Taco Bell, which already offers more than 15 items on its “Veggie Cravings” menu, is also testing additional plant-based options – including its Cravetarian meatless protein made from a seasoned blend of chickpeas and peas.
“With more than 7,000 restaurants nationwide and consumers’ growing sustainability concerns, we see the opportunity – and responsibility – to make a positive environmental impact,” said Missy Schaaphok, Taco Bell's director of global nutrition and sustainability, adding that consumers shouldn’t have to “choose between crave-ability and responsible dining.”
Starbucks and Panera, meanwhile, have highlighted their respective commitments in recent sustainability reports noted by World Animal Protection.
In its 2020 Global Environmental and Social Impact Report, Starbucks said, “To meet our 2030 goals, we set five key strategies, rooted in science, grounded in Starbucks Mission and Values, and informed by comprehensive market research and trials: Expand plant-based menu options.”

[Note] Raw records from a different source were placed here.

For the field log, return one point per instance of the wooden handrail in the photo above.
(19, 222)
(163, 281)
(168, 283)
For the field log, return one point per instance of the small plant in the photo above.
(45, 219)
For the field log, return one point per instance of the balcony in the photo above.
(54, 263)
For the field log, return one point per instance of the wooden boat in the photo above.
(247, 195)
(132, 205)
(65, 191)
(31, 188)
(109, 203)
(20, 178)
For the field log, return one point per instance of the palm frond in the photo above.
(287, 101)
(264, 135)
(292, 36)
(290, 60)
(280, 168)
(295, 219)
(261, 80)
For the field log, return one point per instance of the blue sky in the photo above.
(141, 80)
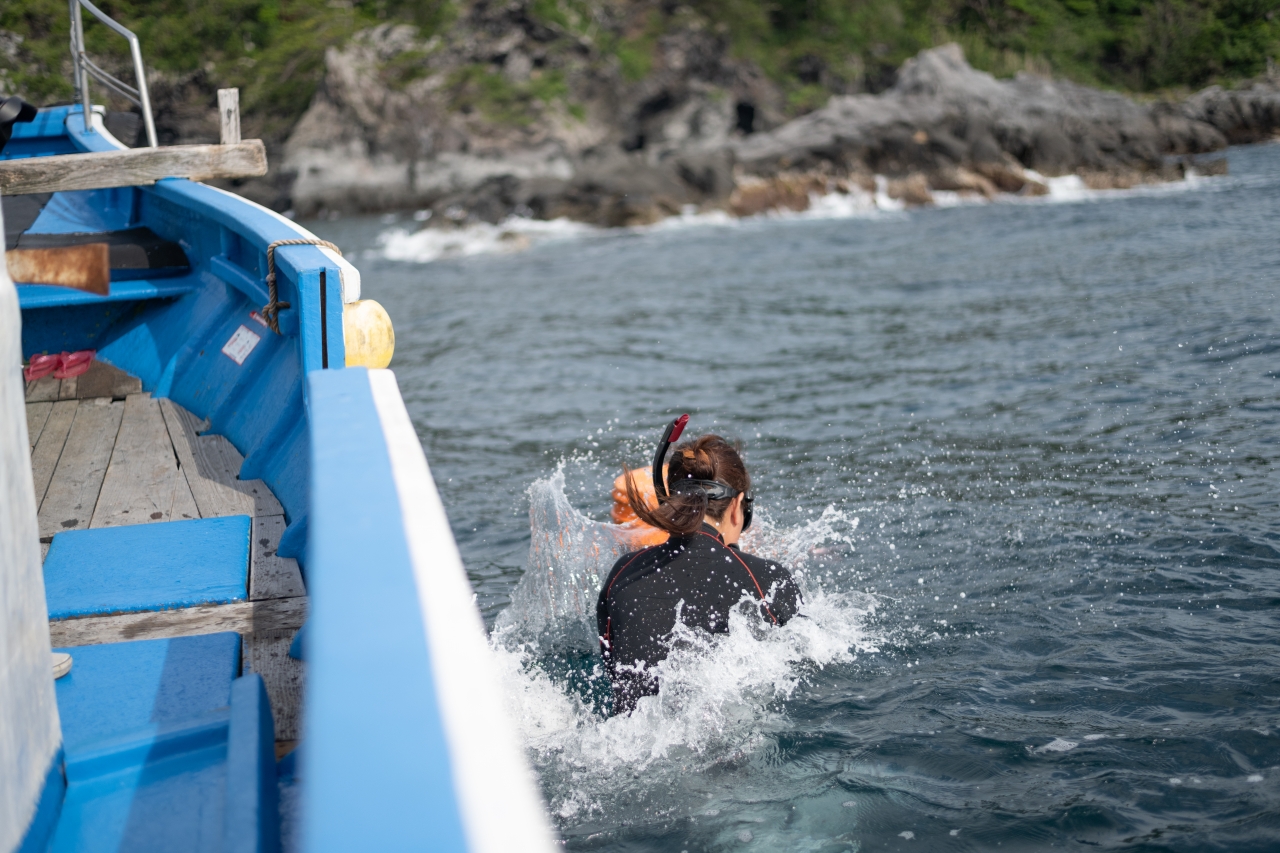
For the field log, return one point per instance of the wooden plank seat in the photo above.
(105, 456)
(147, 566)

While the COVID-19 pandemic delayed plans to test several plant-based dishes, Panera said its “long-term aspiration is to have a menu where half of our entrees are plant-based,” according to its most recent sustainability report.
Thirty-nine of the top 50 fast-food restaurants, however, aren’t taking meaningful steps to provide vegans and vegetarians with much more than the ketchup packets next to the napkin dispensers, according to the World Animal Protection report.
While McDonald’s began testing its McPlant vegan burger at eight U.S. locations across four states this month, the American fast-food icon has lagged behind Burger King, long its primary rival. BK launched the Impossible Whopper at its 7,000-plus locations more than two years ago, and the company has reported U.S. guests who chose the meatless burger in 2020 “avoided the equivalent greenhouse gas emissions of driving about 520 million miles in an average passenger vehicle.”
Subway, with nearly 24,000 locations – the most of any chain – has yet to provide a plant-based meat option nationally and failed to make a public commitment to expand its menu or reduce meat consumption.
Unlike KFC, which has carried out plant-based chicken trials, Chick-fil-A hasn’t featured a plant-based alternative on its menu, publicly detailed any such plans or recognized the benefits of reducing animal proteins.
The World Animal Protection list of “Dining Dawdlers” also includes Arby’s, Dairy Queen, Domino’s, Dunkin’, Panda Express and Wendy’s.
The message for those straggling chains, Harsh said, is to recognize the plant-based movement as an “important and necessary direction” for the sustainability of the planet – and for their bottom line.
“To not catch up,” he said, “is going to be detrimental to their business.”